Ahora, esta gente estaba pagando el precio de la conquista. Un hombre con escamas en la piel, que miraba a través de la cortina con ojos de lagarto, extendió una mano hacia mí y sentí un frío que me recorrió desde los talones hasta la nuca. Di un par de pasos hacia atrás sin dejar de mirarlo, y me detuve al sentir un bulto a mis espaldas. Al voltear, vi a una mujer con úlceras en las manos. Unos metros más adelante, había una hilera de camas con niños. Algunos habían nacido con miembros faltantes o deformes, con un aspecto similar al de los contaminados con radiación. Casi choco con un anciano que deambulaba por un corredor repitiendo profecías apocalípticas. Le pregunté si le había hecho daño y me sonrió gentilmente, pero luego, sin darme tiempo a reaccionar, se enfureció y, señalándome con su índice, me persiguió diciendo: “¡Tú eres el culpable de todo, tú eres el enviado por la antimateria!”. Creí que no podría salir de allí. Comencé a correr llevándome por delante unos bultos que salieron de la nada. Me introduje en la habitación de limpieza y cerré los ojos hasta quedar nuevamente a salvo. Sin embargo, las imágenes que había visto no se disiparon con el gas. Tuve que convivir con ellas durante largo tiempo.

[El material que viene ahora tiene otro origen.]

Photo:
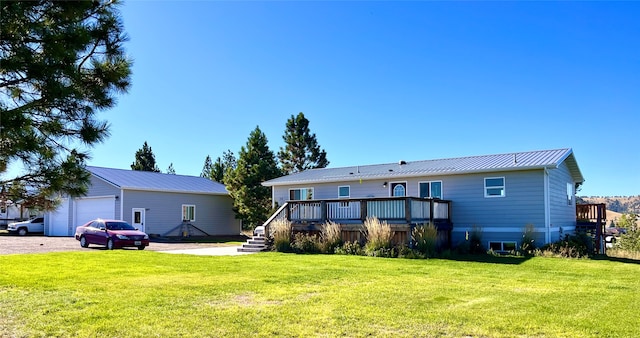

Agradecí estar ocupado y con la cabeza en los asuntos de mi padre, porque, de esa manera, de a poco, las asfixiantes imágenes me fueron liberando. Al mismo tiempo, casi en destellos, otra imagen se fue apoderando de mis pensamientos. Selva y su sonrisa envolvente volvían en ráfagas de aire tibio y denso. Se iban y venían con la poderosa fuerza de un relámpago, iluminando algunos instantes para luego dejarlo todo oscuro de nuevo. Sentí necesidad de ir a verla, pero no podía. No quería acercarme a la oficina de mi padre antes de tiempo. Mientras tanto, cuando la fatiga me ganaba delante de los instrumentos, apartaba la vista del trabajo recorriendo las sinuosas rutas de camino a los labios de esa mujer desconcertante.
Una semana después, la imagen de mi holo-com me indicó que era el momento. La cara de mi padre se veía tan seria como cuando, quince años atrás, nos comunicó a mi hermana y a mí la muerte de mamá. En muy pocas palabras, me pidió que lo viera en la oficina. Quise anticipar algo de la conversación aprovechando la impersonalidad de ese medio, pero fue inflexible. Me respondió: “Estos asuntos se deben tratar cara a cara”. Al llegar lo busqué en la oficina, pero estaba vacía. Los sonidos de los cohetes propulsores me ensordecieron e instintivamente me dirigí hacia el ventanal.
Lo encontré en la terraza del edificio, el más alto de la ciudad, asomado peligrosamente, aunque para mi padre las alturas no eran de temer. Desde allí, él observaba los despegues y aterrizajes hacia el exterior, cosa que hacía no por la belleza del espectáculo en sí, algo venida a menos a causa del intenso tráfico, sino porque estaba a cargo de controlar el movimiento de los vuelos. De vez en cuando, me explicó, prefería hacer uso de sus sentidos en reemplazo de la pantalla.